Introduction
I discuss some diagram transpiler issues at the 50,000 foot level.
Diagram Notations
- Ensure that all boxes are concurrent. The sequential paradigm (call/return) does not work for diagrams.
- Allow text to be included in the diagram (text is better than diagrams for a certain class of programs, e.g. "a = b + c" should be written and not drawn).
- Use an editor that allows drawing any shape and does not need to know details about what is being drawn.
- Imagine Emacs (vim, vscode, etc.) for diagrams. Emacs knows only how to edit characters, in general. Emacs doesn't check that the code is consistent - that's the job of the compiler in later stages. Emacs allows you to save inconsistent programs - for example, it doesn't check for consistency and stop one from saving an inconsistent program. The compiler will raise error messages, later.
- Imagine that diagrams are the same as text code.
- Think box/arrow/ellipse/text instead of pixels.
- Programmers' editors edit a grid of cells. Cells may not overlap. Cells are also called "characters".
- Programmers' editors are not-quite-2D. They allow 2D layout of text, but insist on arranging cells in lines and columns.
- Diagram editors, OTOH, allow cells to overlap. No strict grid structure is imposed.
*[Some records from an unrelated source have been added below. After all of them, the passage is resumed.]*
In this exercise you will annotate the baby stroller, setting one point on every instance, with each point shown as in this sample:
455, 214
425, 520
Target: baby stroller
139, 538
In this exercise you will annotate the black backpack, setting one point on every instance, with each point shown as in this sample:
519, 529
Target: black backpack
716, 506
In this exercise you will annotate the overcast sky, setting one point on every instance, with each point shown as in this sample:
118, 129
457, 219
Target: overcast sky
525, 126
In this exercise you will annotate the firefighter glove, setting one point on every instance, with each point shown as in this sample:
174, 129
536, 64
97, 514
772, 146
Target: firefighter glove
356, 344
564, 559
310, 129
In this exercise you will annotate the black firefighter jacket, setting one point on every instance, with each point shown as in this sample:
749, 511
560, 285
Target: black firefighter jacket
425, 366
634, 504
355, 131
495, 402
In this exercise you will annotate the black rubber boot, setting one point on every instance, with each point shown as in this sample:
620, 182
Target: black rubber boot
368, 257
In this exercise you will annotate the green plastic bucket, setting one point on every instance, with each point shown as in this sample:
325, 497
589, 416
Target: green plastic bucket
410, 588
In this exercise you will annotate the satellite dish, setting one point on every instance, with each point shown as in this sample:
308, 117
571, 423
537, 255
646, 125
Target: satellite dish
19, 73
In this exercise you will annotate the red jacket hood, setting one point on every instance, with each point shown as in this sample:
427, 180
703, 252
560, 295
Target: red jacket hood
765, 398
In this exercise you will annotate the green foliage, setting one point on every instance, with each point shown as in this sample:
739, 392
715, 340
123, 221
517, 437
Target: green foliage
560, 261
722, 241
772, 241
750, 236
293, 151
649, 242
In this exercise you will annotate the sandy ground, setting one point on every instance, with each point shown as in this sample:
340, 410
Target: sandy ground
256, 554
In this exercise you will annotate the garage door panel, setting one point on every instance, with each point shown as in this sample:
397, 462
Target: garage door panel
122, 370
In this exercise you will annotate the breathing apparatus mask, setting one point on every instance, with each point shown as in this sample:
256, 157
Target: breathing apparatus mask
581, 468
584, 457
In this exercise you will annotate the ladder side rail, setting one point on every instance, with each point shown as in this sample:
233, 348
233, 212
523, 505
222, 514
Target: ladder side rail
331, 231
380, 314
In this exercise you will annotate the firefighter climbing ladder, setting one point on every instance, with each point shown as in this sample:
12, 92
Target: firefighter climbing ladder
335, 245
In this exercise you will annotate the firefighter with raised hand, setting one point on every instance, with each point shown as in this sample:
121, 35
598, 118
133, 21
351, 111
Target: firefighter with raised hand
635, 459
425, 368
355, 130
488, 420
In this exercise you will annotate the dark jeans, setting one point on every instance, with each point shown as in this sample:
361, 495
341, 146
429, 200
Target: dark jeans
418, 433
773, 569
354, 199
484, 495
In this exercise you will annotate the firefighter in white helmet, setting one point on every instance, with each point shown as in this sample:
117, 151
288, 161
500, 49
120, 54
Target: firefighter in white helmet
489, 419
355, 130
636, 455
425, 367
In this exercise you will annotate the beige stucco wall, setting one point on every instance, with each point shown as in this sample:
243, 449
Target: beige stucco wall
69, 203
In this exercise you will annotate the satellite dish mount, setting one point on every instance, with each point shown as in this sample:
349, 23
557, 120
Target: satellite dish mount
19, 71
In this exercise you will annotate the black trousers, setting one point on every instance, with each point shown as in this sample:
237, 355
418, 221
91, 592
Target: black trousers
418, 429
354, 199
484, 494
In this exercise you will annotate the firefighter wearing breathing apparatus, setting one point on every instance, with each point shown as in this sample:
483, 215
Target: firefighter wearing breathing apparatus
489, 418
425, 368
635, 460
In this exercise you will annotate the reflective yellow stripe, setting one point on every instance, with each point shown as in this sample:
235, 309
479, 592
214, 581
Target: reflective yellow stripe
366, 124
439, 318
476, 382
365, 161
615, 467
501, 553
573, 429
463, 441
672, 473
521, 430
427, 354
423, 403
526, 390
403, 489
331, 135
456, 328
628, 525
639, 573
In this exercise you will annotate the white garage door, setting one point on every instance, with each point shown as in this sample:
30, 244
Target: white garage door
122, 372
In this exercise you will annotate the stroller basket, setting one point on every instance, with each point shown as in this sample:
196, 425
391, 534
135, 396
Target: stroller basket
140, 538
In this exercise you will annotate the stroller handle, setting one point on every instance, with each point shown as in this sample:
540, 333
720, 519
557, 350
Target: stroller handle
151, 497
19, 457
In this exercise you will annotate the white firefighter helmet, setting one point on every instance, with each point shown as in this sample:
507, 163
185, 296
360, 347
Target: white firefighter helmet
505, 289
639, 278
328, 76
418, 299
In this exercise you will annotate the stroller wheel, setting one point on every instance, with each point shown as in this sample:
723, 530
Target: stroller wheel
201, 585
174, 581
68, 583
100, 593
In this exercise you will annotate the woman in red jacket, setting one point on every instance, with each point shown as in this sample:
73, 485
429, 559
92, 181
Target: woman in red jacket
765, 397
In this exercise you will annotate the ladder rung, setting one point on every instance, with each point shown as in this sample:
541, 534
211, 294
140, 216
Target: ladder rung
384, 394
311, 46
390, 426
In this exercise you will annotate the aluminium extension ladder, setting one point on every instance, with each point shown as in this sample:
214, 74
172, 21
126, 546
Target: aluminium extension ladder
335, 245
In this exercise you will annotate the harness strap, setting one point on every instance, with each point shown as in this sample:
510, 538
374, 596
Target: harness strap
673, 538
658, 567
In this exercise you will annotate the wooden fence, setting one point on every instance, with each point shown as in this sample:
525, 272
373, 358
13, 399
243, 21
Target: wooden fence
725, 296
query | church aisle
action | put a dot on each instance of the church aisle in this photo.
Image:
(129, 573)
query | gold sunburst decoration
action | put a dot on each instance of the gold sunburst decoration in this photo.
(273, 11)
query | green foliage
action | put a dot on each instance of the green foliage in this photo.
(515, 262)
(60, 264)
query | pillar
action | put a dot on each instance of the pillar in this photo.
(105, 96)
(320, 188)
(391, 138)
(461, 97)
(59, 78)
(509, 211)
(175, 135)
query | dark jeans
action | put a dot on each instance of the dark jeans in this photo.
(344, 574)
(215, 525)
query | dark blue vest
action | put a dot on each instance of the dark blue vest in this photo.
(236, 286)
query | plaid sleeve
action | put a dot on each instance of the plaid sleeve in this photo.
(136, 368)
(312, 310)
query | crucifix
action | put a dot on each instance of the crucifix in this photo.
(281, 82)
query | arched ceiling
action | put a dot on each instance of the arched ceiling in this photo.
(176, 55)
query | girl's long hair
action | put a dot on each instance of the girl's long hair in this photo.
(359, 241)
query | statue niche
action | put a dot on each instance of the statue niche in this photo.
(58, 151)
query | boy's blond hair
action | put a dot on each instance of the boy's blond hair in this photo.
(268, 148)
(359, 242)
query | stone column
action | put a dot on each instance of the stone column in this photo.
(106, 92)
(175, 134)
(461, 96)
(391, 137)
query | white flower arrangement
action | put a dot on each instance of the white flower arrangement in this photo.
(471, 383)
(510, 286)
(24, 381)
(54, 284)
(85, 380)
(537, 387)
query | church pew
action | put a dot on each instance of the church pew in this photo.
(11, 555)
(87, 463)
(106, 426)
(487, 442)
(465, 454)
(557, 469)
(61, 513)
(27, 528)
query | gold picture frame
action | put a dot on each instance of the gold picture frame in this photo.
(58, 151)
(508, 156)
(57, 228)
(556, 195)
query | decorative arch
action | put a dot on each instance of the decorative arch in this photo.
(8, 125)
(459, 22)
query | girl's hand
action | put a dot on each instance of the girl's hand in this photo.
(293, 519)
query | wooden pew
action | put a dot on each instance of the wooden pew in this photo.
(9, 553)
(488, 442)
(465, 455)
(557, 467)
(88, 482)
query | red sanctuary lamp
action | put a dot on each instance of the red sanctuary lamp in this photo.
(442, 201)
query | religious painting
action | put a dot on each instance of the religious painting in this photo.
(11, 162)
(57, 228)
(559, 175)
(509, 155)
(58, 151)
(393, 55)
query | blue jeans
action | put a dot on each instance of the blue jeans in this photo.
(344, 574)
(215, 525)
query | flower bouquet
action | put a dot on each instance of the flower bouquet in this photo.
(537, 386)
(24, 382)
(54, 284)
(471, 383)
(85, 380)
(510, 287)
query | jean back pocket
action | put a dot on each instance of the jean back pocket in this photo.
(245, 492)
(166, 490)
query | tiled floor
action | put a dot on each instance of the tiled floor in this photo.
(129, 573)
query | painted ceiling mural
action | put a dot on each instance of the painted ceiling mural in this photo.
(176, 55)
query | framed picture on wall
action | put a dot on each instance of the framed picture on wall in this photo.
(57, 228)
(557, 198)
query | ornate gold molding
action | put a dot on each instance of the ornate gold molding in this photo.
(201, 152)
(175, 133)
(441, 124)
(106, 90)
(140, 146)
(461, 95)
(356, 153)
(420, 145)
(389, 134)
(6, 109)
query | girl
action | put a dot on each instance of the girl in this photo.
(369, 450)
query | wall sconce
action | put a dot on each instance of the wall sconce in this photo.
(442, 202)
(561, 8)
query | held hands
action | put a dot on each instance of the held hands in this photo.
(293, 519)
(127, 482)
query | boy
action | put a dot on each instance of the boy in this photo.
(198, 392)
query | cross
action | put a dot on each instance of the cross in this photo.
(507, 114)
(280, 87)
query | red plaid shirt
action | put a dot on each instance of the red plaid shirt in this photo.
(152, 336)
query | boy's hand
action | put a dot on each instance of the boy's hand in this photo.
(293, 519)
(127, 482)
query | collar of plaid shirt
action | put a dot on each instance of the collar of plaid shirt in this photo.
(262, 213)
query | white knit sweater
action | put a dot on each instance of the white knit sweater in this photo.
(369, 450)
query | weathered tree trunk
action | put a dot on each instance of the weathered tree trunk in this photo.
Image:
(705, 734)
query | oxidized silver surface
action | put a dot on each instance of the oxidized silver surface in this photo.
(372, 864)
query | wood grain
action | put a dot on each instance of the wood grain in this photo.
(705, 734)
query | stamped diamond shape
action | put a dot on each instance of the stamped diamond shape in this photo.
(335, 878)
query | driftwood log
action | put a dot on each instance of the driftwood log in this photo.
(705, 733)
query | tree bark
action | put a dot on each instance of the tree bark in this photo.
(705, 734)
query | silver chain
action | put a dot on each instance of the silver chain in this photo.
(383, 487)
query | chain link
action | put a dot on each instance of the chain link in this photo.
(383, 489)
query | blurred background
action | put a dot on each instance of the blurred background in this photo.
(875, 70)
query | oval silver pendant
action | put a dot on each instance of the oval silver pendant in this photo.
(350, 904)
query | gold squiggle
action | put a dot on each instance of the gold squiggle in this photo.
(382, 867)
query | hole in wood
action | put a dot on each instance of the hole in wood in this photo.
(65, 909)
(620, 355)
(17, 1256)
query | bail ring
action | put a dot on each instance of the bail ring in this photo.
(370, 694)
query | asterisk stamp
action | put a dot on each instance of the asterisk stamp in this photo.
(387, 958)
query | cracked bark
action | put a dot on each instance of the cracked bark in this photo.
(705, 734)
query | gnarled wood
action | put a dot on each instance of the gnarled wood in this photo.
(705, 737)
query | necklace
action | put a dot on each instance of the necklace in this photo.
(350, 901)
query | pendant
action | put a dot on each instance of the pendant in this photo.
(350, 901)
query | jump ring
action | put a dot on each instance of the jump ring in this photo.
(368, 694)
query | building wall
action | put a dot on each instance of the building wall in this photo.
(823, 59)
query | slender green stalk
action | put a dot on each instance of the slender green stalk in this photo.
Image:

- Don't think in terms of pixels, think about larger constructs, like boxes. One doesn't need pixel/raster recognition algorithms to effectively use diagrams as syntax (DaS).
Transpilation Techniques
- Convert the diagram into XML form. I drew the diagrams in draw.io. It outputs a compressed XML file. Each tab on the diagram is contained in its own element delimited by <diagram> … </diagram>
- Copy/Paste the compressed data into the tool https://jgraph.github.io/drawio-tools/tools/convert.html and press the decode button. This should result in human-readable XML of an mxGraph structure.
- The structure contains graphical information about every item in the drawing.
- Weed out the syntactic sugar.
- Normalize the data - I like factbases (see another one of my essays).
- Use code to transform the data into some very convenient form, e.g. JSON. I like using PEG-based parsers (Ohm-js for Javascript, ESRAP for Common Lisp).
- N.B. the graphical data can be considered to be a textual programming language, where details like X, Y, Width and Height have been added.
- Convert the 2D graphical information into 1D textual information. E.g. find all boxes, then, find all boxes that intersect boxes (high school math). Small boxes that sit on the edges of larger boxes are "ports".
- Use standard text-compilation technique from that point on.